N-Grams
n-grams can be obtained for either arrays or strings (which will be tokenized for you):
var NGrams = natural.NGrams;
bigrams
console.log(NGrams.bigrams('some words here'));
console.log(NGrams.bigrams(['some', 'words', 'here']));
Both of the above output: [ [ 'some', 'words' ], [ 'words', 'here' ] ]
trigrams
console.log(NGrams.trigrams('some other words here'));
console.log(NGrams.trigrams(['some', 'other', 'words', 'here']));
Both of the above output: [ [ 'some', 'other', 'words' ], [ 'other', 'words', 'here' ] ]
arbitrary n-grams
console.log(NGrams.ngrams('some other words here for you', 4));
console.log(NGrams.ngrams(['some', 'other', 'words', 'here', 'for',
'you'], 4));
The above outputs: [ [ 'some', 'other', 'words', 'here' ], [ 'other', 'words', 'here', 'for' ], [ 'words', 'here', 'for', 'you' ] ]
padding
n-grams can also be returned with left or right padding by passing a start and/or end symbol to the bigrams, trigrams or ngrams.
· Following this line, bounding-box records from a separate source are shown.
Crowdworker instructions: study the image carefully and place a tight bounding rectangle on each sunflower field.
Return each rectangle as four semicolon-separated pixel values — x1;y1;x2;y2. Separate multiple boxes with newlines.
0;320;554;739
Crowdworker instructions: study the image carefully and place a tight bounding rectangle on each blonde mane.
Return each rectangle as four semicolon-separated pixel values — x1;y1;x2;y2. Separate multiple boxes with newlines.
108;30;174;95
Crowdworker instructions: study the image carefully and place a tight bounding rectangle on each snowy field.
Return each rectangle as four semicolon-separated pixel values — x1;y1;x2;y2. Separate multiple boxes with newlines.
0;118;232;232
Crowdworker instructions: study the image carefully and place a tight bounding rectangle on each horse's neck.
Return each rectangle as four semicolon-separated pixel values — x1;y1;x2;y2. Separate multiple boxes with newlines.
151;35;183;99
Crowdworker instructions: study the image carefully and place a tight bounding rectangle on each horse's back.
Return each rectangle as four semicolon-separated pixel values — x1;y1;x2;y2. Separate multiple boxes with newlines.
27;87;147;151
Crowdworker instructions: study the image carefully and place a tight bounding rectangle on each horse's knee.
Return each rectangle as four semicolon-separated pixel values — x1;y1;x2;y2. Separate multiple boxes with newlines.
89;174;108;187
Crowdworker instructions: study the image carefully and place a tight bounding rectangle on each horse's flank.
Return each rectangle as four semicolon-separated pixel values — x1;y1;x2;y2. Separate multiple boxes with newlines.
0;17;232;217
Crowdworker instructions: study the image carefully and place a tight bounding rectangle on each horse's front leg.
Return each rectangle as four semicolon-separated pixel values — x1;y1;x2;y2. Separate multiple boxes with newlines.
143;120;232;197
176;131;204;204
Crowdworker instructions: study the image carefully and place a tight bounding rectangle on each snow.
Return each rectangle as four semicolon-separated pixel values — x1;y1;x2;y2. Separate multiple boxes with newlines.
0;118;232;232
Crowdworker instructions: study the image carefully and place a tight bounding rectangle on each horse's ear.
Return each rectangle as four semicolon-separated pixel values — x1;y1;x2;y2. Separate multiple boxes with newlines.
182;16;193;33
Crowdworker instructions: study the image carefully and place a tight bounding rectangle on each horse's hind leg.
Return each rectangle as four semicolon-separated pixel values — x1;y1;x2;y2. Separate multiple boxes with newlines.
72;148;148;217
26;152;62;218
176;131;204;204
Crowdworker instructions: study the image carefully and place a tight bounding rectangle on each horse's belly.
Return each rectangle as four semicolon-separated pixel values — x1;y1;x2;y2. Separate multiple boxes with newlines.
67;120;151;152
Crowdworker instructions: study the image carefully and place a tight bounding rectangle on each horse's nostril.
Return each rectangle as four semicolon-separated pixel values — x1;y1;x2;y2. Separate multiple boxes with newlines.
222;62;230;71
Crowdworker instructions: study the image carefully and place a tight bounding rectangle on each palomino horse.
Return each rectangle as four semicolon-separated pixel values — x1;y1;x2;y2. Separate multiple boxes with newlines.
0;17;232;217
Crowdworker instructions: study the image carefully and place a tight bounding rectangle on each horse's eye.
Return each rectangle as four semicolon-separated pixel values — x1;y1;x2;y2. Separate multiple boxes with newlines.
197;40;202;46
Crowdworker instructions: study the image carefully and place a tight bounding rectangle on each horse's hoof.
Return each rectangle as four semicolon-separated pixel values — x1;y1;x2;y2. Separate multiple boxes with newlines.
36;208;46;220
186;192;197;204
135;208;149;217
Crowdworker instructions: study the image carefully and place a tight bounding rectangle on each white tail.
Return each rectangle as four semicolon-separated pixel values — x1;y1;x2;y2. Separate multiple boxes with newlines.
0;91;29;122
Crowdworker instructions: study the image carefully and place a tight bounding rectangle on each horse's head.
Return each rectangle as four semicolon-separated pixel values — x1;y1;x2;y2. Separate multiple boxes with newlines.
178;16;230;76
console.log(NGrams.ngrams('some other words here for you', 4, '[start]', '[end]'));
The above will output:
[ [ '[start]', '[start]', '[start]', 'some' ],
[ '[start]', '[start]', 'some', 'other' ],
[ '[start]', 'some', 'other', 'words' ],
[ 'some', 'other', 'words', 'here' ],
[ 'other', 'words', 'here', 'for' ],
[ 'words', 'here', 'for', 'you' ],
[ 'here', 'for', 'you', '[end]' ],
[ 'for', 'you', '[end]', '[end]' ],
[ 'you', '[end]', '[end]', '[end]' ] ]
For only end symbols, pass null
for the start symbol, for instance:
console.log(NGrams.ngrams('some other words here for you', 4, null, '[end]'));
Will output:
[ [ 'some', 'other', 'words', 'here' ],
[ 'other', 'words', 'here', 'for' ],
[ 'words', 'here', 'for', 'you' ],
[ 'here', 'for', 'you', '[end]' ],
[ 'for', 'you', '[end]', '[end]' ],
[ 'you', '[end]', '[end]', '[end]' ] ]
NGramsZH
For Chinese like languages, you can use NGramsZH to do a n-gram, and all apis are the same:
var NGramsZH = natural.NGramsZH;
console.log(NGramsZH.bigrams('中文测试'));
console.log(NGramsZH.bigrams(['中', '文', '测', '试']));
console.log(NGramsZH.trigrams('中文测试'));
console.log(NGramsZH.trigrams(['中', '文', '测', '试']));
console.log(NGramsZH.ngrams('一个中文测试', 4));
console.log(NGramsZH.ngrams(['一', '个', '中', '文', '测',
'试'], 4));